Gli studi nel Connecticut suggeriscono che il famoso biscotto Oreo è più avvincente della cocaina - almeno nei ratti. Gli autori della ricerca si chiedono se l'effetto combinato del grasso e dello zucchero non sarebbe più intenso di quello dello zucchero da solo. Per aiutarci a ridurre il consumo di zucchero, alcuni esperti ritengono che gli stati dovrebbero limitare l'accesso attraverso una tassa o una legislazione. Ma il gioco è tutt'altro che finito, secondo Marion Nestle, nutrizionista alla New York University e autrice delle più vendute Food Politics. "Nel 2000, sulle linee guida nutrizionali quotidiane, l'OMS aveva fatto un primo tentativo di ridurre la percentuale di calorie dallo zucchero al 10%", ha detto, ma l'industria ha poi fatto pressioni sul governo degli Stati Uniti per che smette di finanziare l'organizzazione ". L'organizzazione legata alle Nazioni Unite è diminuita. L'OMS è tornato di nuovo questa primavera, con raccomandazioni più stringenti. "Non puoi ignorare le prove scientifiche", dice il nutrizionista, "forse sarà più coraggiosa questa volta?"

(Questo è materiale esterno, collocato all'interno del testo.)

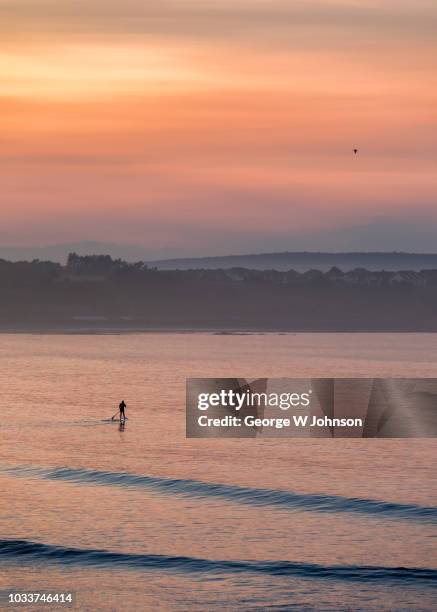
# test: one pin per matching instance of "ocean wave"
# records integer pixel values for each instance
(28, 551)
(271, 498)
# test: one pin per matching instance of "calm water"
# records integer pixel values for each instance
(207, 524)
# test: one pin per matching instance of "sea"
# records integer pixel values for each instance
(141, 518)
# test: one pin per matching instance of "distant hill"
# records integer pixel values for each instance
(302, 261)
(59, 252)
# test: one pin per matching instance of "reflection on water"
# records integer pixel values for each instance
(135, 516)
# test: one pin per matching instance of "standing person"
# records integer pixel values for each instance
(121, 407)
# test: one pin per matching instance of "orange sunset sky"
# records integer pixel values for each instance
(206, 127)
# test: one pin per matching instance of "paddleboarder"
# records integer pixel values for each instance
(121, 407)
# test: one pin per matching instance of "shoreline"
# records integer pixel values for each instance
(121, 331)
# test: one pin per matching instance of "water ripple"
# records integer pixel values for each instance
(27, 551)
(272, 498)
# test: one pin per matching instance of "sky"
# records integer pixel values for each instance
(203, 127)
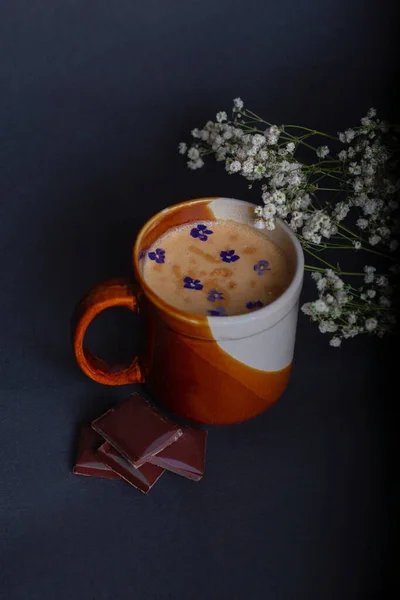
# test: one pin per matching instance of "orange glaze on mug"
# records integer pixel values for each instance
(185, 368)
(198, 380)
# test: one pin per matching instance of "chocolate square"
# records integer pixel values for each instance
(136, 429)
(87, 461)
(186, 456)
(142, 478)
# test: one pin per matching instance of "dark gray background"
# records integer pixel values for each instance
(94, 97)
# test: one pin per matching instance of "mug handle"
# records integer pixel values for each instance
(116, 292)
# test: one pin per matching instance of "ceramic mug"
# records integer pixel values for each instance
(211, 370)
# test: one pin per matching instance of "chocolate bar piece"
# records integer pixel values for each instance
(87, 461)
(143, 478)
(187, 456)
(136, 429)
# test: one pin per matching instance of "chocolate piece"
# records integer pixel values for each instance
(136, 429)
(87, 461)
(187, 456)
(143, 478)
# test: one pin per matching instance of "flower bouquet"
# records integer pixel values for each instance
(338, 193)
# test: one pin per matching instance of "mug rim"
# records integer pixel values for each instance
(287, 298)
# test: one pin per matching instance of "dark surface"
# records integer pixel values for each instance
(94, 97)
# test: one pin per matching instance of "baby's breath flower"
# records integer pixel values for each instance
(320, 306)
(362, 223)
(259, 223)
(269, 211)
(365, 201)
(235, 166)
(237, 104)
(322, 151)
(193, 153)
(290, 147)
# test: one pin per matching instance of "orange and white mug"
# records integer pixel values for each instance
(212, 370)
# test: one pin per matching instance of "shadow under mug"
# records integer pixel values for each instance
(211, 370)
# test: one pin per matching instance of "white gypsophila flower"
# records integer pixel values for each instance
(316, 276)
(294, 179)
(341, 211)
(193, 153)
(382, 281)
(258, 140)
(373, 240)
(235, 166)
(270, 224)
(259, 170)
(351, 318)
(327, 327)
(362, 223)
(228, 133)
(238, 104)
(370, 206)
(272, 135)
(350, 134)
(290, 147)
(279, 197)
(369, 277)
(371, 324)
(266, 195)
(322, 151)
(248, 166)
(286, 190)
(385, 302)
(354, 169)
(259, 223)
(320, 306)
(195, 164)
(329, 299)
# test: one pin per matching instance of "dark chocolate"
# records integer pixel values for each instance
(136, 429)
(142, 478)
(87, 460)
(187, 456)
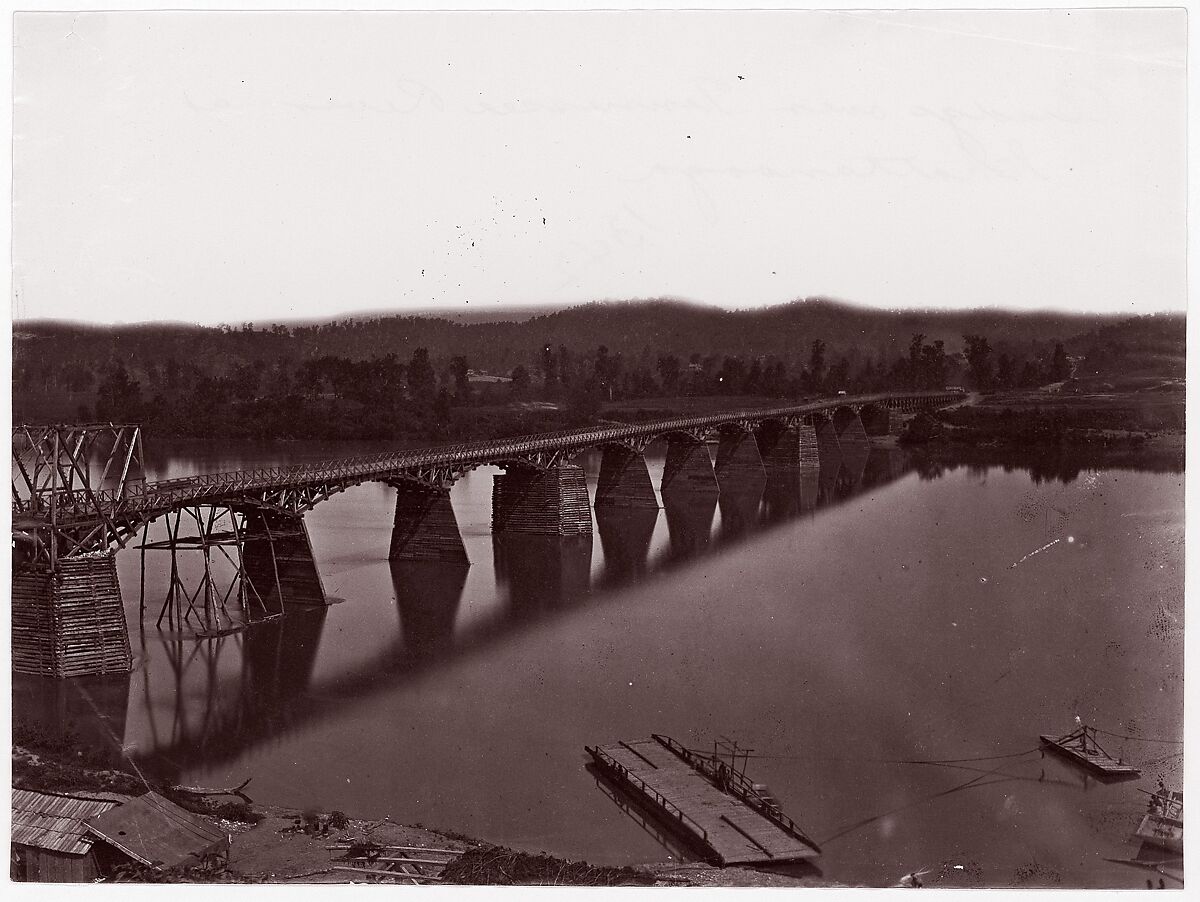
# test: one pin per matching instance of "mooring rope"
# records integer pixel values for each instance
(1140, 739)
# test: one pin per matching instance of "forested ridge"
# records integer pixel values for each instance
(391, 376)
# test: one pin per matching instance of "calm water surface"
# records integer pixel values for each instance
(838, 626)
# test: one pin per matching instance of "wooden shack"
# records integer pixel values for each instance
(51, 842)
(161, 835)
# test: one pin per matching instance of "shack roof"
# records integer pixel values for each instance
(53, 822)
(159, 833)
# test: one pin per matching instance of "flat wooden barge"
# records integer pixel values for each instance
(705, 800)
(1080, 746)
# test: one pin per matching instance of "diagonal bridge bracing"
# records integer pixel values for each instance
(66, 506)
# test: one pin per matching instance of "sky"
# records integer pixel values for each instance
(231, 167)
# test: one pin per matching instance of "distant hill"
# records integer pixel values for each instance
(636, 330)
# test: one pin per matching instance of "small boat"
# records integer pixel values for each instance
(1080, 746)
(1163, 824)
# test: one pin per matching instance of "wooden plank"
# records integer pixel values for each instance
(724, 823)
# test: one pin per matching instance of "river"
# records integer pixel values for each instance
(839, 627)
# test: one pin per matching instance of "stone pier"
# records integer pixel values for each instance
(787, 449)
(624, 480)
(551, 501)
(425, 527)
(277, 559)
(71, 621)
(828, 446)
(738, 459)
(851, 436)
(879, 420)
(688, 469)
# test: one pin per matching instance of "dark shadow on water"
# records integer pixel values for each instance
(689, 525)
(739, 511)
(427, 595)
(541, 573)
(235, 692)
(85, 711)
(625, 541)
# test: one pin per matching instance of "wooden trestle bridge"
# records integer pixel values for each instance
(70, 519)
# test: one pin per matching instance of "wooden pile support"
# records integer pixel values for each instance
(738, 461)
(688, 468)
(828, 448)
(552, 500)
(624, 480)
(425, 527)
(70, 621)
(277, 559)
(879, 420)
(787, 449)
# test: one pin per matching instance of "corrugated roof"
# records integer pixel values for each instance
(54, 822)
(157, 833)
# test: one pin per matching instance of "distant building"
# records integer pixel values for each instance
(475, 377)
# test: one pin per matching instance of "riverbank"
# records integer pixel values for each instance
(282, 845)
(1143, 430)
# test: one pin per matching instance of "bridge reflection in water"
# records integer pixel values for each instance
(231, 693)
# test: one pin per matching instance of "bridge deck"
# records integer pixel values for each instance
(139, 500)
(736, 833)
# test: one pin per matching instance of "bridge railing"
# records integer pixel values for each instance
(166, 493)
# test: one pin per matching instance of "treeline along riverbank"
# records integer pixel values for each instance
(414, 378)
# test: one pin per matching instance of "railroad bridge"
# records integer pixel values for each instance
(79, 495)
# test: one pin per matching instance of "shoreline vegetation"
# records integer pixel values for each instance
(427, 379)
(281, 845)
(1110, 396)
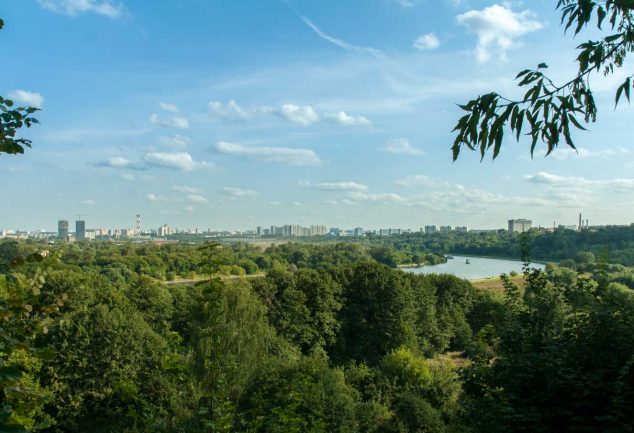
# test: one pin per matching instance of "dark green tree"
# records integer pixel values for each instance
(549, 111)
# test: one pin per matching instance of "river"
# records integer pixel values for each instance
(478, 267)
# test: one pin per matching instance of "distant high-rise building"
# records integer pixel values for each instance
(80, 230)
(430, 229)
(137, 230)
(519, 225)
(62, 229)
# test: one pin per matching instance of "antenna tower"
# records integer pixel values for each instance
(137, 231)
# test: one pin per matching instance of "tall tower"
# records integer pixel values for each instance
(137, 230)
(62, 230)
(80, 230)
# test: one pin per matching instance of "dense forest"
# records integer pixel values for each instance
(614, 243)
(304, 338)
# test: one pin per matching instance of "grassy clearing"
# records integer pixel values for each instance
(496, 285)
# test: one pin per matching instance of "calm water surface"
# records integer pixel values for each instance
(477, 268)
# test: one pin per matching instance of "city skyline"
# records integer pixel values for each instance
(335, 112)
(138, 227)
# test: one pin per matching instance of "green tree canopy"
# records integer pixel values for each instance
(548, 111)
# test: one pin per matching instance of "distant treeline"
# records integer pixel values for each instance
(325, 339)
(614, 243)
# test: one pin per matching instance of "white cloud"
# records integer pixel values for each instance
(303, 115)
(197, 198)
(238, 192)
(285, 155)
(342, 118)
(169, 107)
(74, 7)
(154, 197)
(32, 99)
(341, 43)
(428, 41)
(566, 153)
(185, 189)
(116, 162)
(336, 186)
(177, 160)
(497, 27)
(402, 146)
(388, 197)
(230, 110)
(421, 180)
(178, 122)
(175, 140)
(575, 181)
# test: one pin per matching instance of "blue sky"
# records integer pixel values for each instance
(232, 114)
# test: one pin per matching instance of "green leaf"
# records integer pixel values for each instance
(601, 14)
(10, 372)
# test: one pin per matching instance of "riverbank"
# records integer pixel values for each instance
(496, 285)
(513, 259)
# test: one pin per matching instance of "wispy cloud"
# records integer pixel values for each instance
(173, 160)
(178, 122)
(234, 192)
(497, 27)
(427, 41)
(402, 146)
(185, 189)
(178, 160)
(171, 108)
(117, 162)
(304, 115)
(75, 7)
(32, 99)
(576, 181)
(284, 155)
(342, 118)
(387, 197)
(155, 197)
(197, 198)
(339, 42)
(567, 153)
(335, 186)
(175, 140)
(229, 110)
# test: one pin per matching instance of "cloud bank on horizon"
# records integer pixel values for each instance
(290, 112)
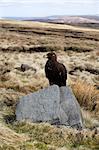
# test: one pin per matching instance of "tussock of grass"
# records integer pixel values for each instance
(87, 95)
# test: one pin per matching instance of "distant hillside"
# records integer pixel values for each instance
(84, 21)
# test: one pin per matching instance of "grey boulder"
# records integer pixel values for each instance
(56, 105)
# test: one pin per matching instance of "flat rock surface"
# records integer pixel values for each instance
(56, 105)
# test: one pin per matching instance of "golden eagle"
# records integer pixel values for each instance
(55, 71)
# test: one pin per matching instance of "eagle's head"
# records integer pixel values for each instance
(52, 56)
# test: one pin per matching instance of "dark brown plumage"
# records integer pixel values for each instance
(55, 71)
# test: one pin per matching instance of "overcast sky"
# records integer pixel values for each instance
(38, 8)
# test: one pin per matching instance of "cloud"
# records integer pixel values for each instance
(53, 2)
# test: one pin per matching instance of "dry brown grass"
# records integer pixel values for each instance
(87, 95)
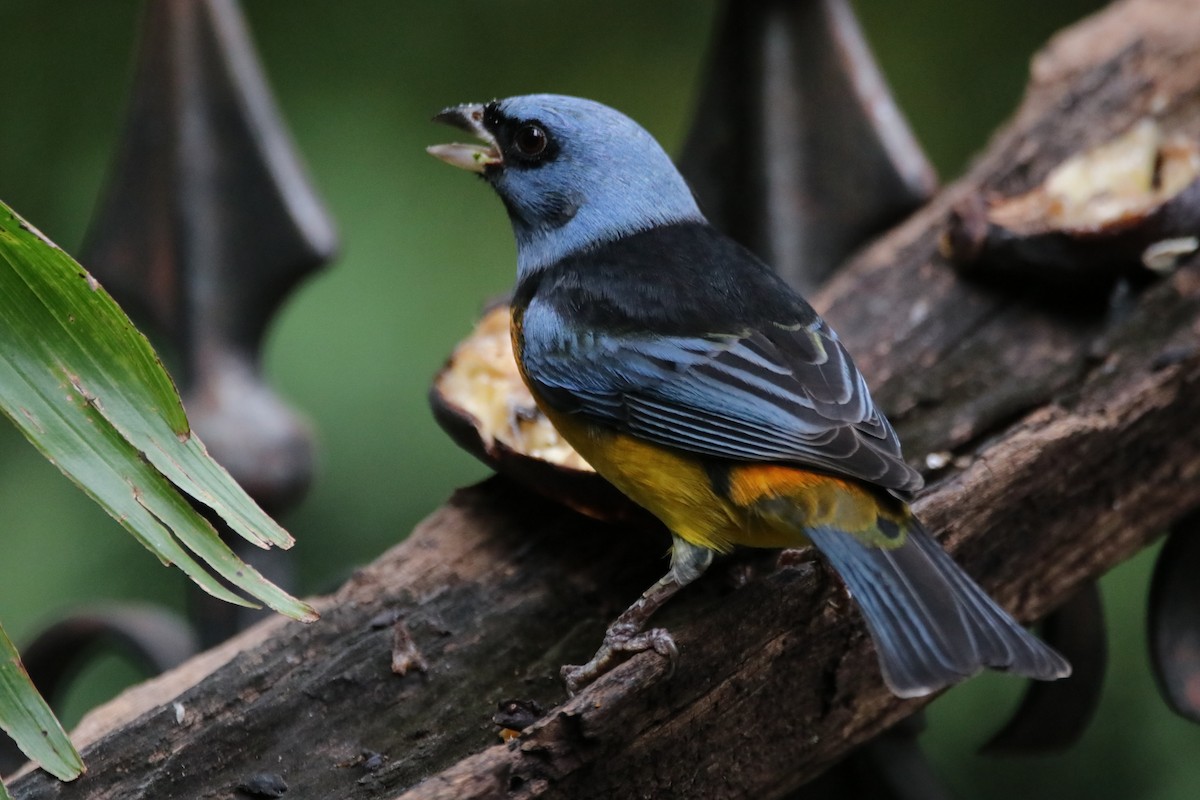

Il dentista e consulente Cristin Kearns Couzens è meno ottimista. "Queste raccomandazioni sono ancora solo in fase di consultazione", dice, "non c'è alcuna garanzia che verranno adottate, invece dobbiamo votare con i nostri portafogli limitando i nostri acquisti di alimenti trasformati e dolci!" Godetevi la cucina la casa piuttosto che i piatti preparati sulle catene di montaggio possono cambiare la vita dei cittadini. Il documentario americano Fed Up, che ha avuto un grande successo la scorsa primavera, lo dimostra chiaramente: tutti i membri di una famiglia obesa che decidono di lasciare da mangiare pasti surgelati, fast food e bevande zuccherine perdono 10 chili in pochi mesi !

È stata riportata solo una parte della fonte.